BM İklim Zirvesi öncesinde Merkelli koalisyon hükümeti ‘İklim Eylem Planı’nı açıkladı. Eylem planı heyecan yaratmadı. Büyük şirketlere yeterli baskı yapılmazken, Sol Parti'ye göre paketin faturası yine çalışanların cebinden çıkacak

Eylem planı yetersiz

Seçil Kalenderoğlu/Berlin

BM İklim Zirvesi öncesinde Almanya’da Şansölye Angela Merkel’in öncülüğünde Hristiyan Demokratlar (CDU/CSU) ve koalisyon ortakları Sosyal Demokrat Parti´nin önde gelen isimleri ‘İklim Eylem Plan 2030’ yasa tasarısı için bir araya geldiler. On dokuz saatlik maraton görüşmeler sonunda alınan kararlar açıklanırken, aynı gün içinde Almanya`da 1,4 milyon kişi ‘Fridays for Future’ (Gelecek için Cumalar) hareketi öncülüğünde ‘Küresel İklim Eylemi’ için sokaktaydı. Peki, Almanya iklim korumasına nasıl bir katkıda bulunmayı planlıyor?

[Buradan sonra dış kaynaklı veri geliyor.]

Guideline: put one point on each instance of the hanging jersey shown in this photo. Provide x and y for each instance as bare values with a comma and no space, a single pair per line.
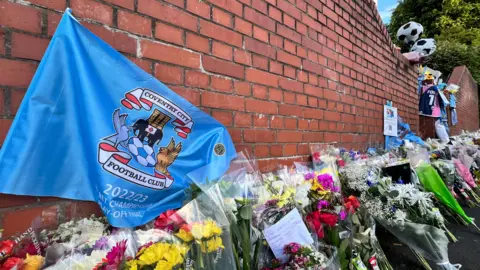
429,104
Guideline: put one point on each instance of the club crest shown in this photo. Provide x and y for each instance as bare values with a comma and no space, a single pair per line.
138,151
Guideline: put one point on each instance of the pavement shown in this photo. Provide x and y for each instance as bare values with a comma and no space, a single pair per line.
465,252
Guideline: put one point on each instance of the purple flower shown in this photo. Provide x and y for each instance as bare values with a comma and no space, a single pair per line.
101,243
322,204
326,181
309,176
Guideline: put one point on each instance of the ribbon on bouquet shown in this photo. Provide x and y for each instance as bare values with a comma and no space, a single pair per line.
116,162
144,98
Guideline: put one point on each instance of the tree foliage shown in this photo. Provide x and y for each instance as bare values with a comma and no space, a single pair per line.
455,25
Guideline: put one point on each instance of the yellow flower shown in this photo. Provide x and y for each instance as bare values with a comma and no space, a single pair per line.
184,235
33,262
164,265
132,265
153,253
197,231
212,245
211,228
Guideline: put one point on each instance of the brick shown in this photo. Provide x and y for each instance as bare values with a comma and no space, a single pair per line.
243,26
242,88
288,21
199,7
192,95
260,6
92,10
230,5
261,151
16,73
223,101
197,43
276,41
221,84
288,33
222,17
146,65
223,67
289,72
223,117
16,100
59,5
260,121
259,19
260,34
276,67
242,57
291,85
17,222
129,4
331,116
289,9
53,19
312,67
276,150
168,33
243,119
20,17
290,150
288,59
220,33
260,62
222,51
259,47
169,54
260,91
312,113
258,136
28,47
289,110
289,136
260,106
169,74
168,14
261,77
196,79
275,94
131,22
313,91
290,47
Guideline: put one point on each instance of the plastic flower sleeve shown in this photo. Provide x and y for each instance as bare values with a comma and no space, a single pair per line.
206,232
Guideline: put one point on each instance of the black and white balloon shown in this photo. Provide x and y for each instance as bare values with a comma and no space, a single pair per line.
410,32
425,46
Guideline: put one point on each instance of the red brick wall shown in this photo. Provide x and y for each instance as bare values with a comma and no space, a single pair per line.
280,74
467,101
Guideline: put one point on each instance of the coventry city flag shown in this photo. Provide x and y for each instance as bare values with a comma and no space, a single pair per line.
94,126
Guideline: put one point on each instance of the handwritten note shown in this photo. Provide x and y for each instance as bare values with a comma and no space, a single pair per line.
290,228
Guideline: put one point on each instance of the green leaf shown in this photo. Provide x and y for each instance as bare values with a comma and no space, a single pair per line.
246,212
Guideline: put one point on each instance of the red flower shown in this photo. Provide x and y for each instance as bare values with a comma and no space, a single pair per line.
12,263
351,203
313,221
169,221
328,218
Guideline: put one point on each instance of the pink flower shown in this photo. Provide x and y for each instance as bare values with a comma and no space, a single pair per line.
117,254
322,204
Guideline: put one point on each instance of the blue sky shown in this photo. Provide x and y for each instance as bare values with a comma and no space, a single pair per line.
385,8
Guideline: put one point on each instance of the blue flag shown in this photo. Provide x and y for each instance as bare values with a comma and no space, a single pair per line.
94,126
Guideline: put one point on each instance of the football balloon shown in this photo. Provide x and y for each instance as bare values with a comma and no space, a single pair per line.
410,32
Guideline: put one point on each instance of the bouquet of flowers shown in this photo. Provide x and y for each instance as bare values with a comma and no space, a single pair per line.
304,257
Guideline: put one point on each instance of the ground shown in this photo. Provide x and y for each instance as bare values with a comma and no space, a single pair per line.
465,252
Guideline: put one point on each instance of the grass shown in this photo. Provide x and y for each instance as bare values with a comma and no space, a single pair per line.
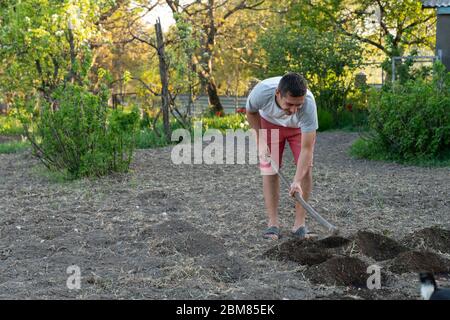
14,146
369,149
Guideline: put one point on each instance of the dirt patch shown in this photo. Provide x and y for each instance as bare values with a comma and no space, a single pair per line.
378,246
339,271
366,294
157,202
306,252
429,238
226,268
114,228
419,261
181,236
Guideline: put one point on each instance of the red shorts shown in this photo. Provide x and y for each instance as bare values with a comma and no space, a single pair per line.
276,141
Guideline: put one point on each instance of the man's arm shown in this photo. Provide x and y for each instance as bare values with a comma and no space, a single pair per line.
306,156
254,120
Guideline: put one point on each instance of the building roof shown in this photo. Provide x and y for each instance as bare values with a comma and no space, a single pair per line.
435,3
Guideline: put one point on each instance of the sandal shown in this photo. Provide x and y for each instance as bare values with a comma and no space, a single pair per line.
271,231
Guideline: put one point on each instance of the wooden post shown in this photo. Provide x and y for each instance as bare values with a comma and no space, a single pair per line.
163,72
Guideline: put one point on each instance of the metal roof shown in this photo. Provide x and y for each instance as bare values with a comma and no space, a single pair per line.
435,3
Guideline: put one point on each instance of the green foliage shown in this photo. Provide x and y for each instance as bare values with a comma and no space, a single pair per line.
327,60
325,119
149,138
412,120
233,121
10,125
78,134
13,147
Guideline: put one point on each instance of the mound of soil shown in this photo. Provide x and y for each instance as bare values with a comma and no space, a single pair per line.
378,246
366,294
431,238
339,271
419,261
306,252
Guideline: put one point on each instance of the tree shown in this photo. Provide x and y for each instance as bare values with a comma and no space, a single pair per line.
207,19
389,28
46,43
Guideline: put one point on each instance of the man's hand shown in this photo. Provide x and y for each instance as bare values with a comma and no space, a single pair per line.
295,187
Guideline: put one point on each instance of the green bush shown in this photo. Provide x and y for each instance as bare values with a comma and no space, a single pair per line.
232,121
325,118
79,135
10,125
14,146
412,120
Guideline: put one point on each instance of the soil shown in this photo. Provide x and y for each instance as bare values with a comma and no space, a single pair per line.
378,246
306,252
166,231
433,238
420,261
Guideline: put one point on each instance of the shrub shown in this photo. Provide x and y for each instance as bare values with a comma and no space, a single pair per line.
78,134
325,119
412,120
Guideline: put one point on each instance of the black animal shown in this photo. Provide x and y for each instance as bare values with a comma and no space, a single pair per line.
429,289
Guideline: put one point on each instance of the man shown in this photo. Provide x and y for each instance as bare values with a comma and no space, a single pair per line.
286,109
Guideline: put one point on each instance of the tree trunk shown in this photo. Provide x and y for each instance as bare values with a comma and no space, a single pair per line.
163,72
214,99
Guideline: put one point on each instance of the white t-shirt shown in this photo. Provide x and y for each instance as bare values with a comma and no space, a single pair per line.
262,99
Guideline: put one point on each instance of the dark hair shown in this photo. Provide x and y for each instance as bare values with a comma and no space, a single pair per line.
294,84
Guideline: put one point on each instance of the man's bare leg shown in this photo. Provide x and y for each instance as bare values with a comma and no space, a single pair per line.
300,212
271,190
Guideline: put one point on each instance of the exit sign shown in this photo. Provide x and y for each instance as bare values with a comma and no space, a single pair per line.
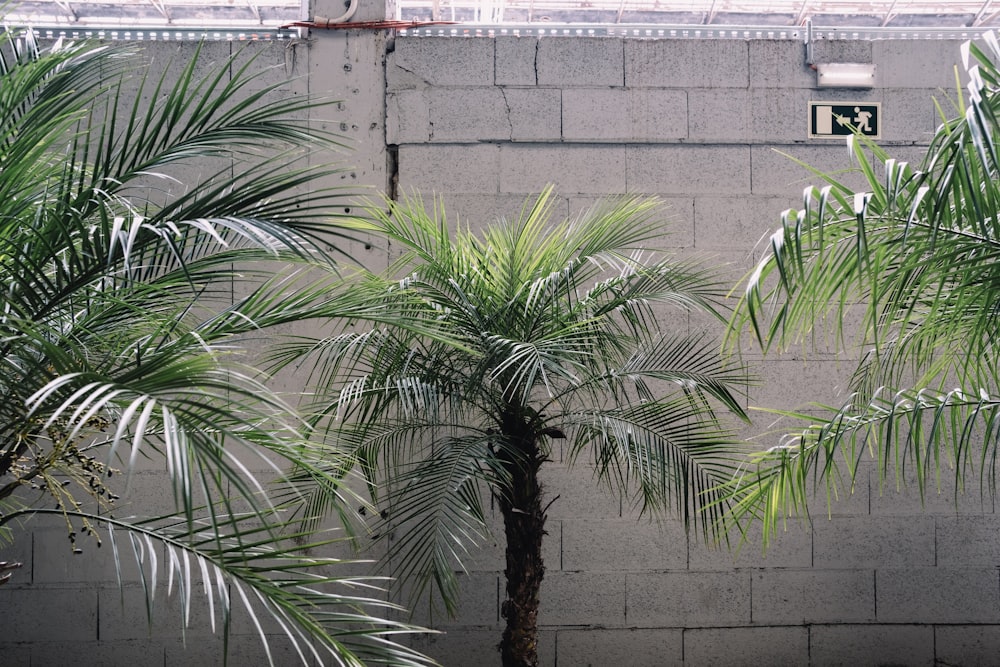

Plana göre, Almanya 2021`den itibaren ulaşım ve yapı sektörlerinde bir tonda 10 ile 35 avro arasında değişen bir karbondioksit emisyon fiyatı belirliyor. Bu fiyatın 2026 yılında yeniden düzenlenerek 35 ile 60 avro düzeyine getirilmesi düşünülüyor. Bunun neticesinde, Almanya´da benzin fiyatının da 3 ile 15 avro arasında artması öngörülüyor. Ulaşımda ise elektrikli araçlara yatırım ve 2030 yılına kadar elektrikli şarj istasyonu sayısını 1 milyona çıkarmak hedefler arasında. 2023`ten itibaren kamyonlar için daha yüksek yol ücretleri ve yurtiçi uçuşlarda ek ücretler ve demiryolu ulaşımının ucuzlatılması planlanıyor. Şehirlerarası tren ücretlerindeki katma değer vergisini yüzde 19`dan yüzde 7`ye düşürülmesi de yasada yer alan maddeler arasında.

Benim iklim paketim değil

Muhafazakâr ve sol eğilimli demokratlardan oluşan bu garip ‘büyük koalisyon’un bir gecede müzakere ettiği eylem planının, çevresel ve ekonomik araştırmacılar tarafından pek de heyecanla karşılandığı söylenemez. Birçok iklim araştırmacısı, karbondioksit emisyonunun başlangıç fiyatı olarak 40 avronun altında kalınmasının, Alman şirketlerine emisyon azaltma baskısı yaratmayacağının altını çiziyor. Alınan kararlar sinirli ve göstermelik olmakla eleştirilirken Dünya Doğa Fonu’ndan (WWF) Christoph Heinrich kararları ‘Bu umutsuzluk, erteleme ve başarısızlık karışımı, kabul edilebilir bir sonuç değil’ diyerek değerlendirdi. Aynı şekilde Yeşiller Milletvekili Lisa Badum ise planı “teslimiyet” olarak niteledi. Fridays for Future (Gelecek icin cumalar) hareketi ise paketin kabul edilemez olduğunu belirtirken, sosyal medyada “Benim iklim paketim değil” (#NotMyIklimpaket) hashtagiyle protesto edildi. New Climate Enstitüsü`nden Prof. Nikolas Höhne paketin fosil yakıtların tamamen nasıl saflaştırılacağı konusunda net bir vizyonu olmadığının altını çizerken, yalnızca kısa vadeli bireysel önlemler aldığını söylüyor. Nitekim Sol Parti (Die Linke) de bu kısa vadeli bireysel önlemler sunan iklim paketi için hazırlanan bütçenin yine alt ve orta sınıf çalışanların cebini yakacağını söylerken sağlıklı bir iklim anlaşması vergisi hazırlanması gerektiğini belirtiyor.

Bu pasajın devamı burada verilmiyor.